Donald Trump pushed to have the lawyer and “kraken” conspiracy theorist Sidney Powell named as a special counsel to investigate supposed electoral fraud, the New York Times reported on Saturday.
Citing two anonymous sources, the newspaper said most presidential advisers including personal attorney Rudy Giuliani pushed back against the plan, which Trump floated at a meeting on Friday.
The Times also reported that Trump asked aides about the former national security adviser Michael Flynn’s suggestion of deploying the US military to battleground states, in order to re-stage votes central to Joe Biden’s victory.
“That was also shot down,” the well-sourced reporter Maggie Haberman wrote, drily, on Twitter.
Trump pardoned Flynn, who pleaded guilty to lying to the FBI during the Russia investigation, in November.
Biden’s victory has been certified by the electoral college and the Democrat leads in the popular vote by more than 7m ballots. Nonetheless, Trump has refused to concede and claims without evidence that the election was rigged against him.
It was reported this week that he had threatened not to leave the White House on inauguration day, 20 January.
“He’s throwing a fucking temper tantrum,” CNN quoted an unnamed adviser as saying. “He’s going to leave. He’s just lashing out.”
But the same report cited an anonymous source as saying the atmosphere in the White House had “turned crazy”.

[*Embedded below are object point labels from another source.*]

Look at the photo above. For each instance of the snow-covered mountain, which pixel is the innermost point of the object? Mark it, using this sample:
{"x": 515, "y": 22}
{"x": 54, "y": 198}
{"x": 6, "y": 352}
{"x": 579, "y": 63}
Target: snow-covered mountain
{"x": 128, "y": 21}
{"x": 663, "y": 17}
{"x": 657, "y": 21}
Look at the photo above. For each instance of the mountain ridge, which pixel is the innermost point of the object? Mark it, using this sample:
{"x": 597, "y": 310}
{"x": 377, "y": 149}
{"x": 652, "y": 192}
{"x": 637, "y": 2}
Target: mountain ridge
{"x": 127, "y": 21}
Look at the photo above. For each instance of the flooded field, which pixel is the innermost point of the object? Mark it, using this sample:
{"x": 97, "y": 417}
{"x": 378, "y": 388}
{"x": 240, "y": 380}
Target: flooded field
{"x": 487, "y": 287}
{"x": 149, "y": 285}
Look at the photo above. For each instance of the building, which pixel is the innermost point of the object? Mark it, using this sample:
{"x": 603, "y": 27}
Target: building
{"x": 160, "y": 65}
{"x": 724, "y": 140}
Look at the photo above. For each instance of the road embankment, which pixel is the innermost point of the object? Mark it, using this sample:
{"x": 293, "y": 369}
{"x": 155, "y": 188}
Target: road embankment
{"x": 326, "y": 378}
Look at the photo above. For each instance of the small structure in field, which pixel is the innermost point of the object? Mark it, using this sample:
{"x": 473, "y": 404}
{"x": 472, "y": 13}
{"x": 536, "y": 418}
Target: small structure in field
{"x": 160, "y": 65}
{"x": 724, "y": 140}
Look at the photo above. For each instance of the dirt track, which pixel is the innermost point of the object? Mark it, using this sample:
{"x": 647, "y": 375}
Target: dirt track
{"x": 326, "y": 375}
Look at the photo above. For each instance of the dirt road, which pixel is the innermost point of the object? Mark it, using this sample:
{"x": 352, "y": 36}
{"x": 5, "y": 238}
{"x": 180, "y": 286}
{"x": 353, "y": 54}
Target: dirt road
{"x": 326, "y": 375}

Trump’s legal team suffered more than 50 defeats in court cases over electoral fraud. Powell was cut from the team almost a month ago, after making bizarre claims including that voting software used in key states was created at the direction of the Venezuelan president Hugo Chávez, who died in 2013.
She also promised to “release the kraken”, a reference to a terrible sea monster of myth and legend. No kraken, legal or otherwise, was forthcoming.
The Times report about Trump’s wish to bring her back into the fold came shortly after the president played down Secretary of State Mike Pompeo’s admission that a vast hack against the US government and private companies had been carried out by Russia.
Powell “was at the White House for a meeting that became raucous at times”, the Times said. “Other administration officials drifted in and out … and the White House counsel, Pat Cipollone, pushed back on the ideas being proposed.
“Ms Powell accused other Trump advisers of being quitters … but the idea that Mr Trump would try to install Ms Powell in a position to investigate the outcome sent shock waves through the president’s circle.”
The paper also said Giuliani had “separately pressed the Department of Homeland Security to seize possession of voting machines”, but had been “told the department does not have the authority to do such a thing”.
On Twitter, Haberman added: “The fact of the meeting – and Giuliani hope of seizing the voting machines – has alarmed some of the president’s advisers, who see his … refusal to accept the election results as in a dangerous new place.”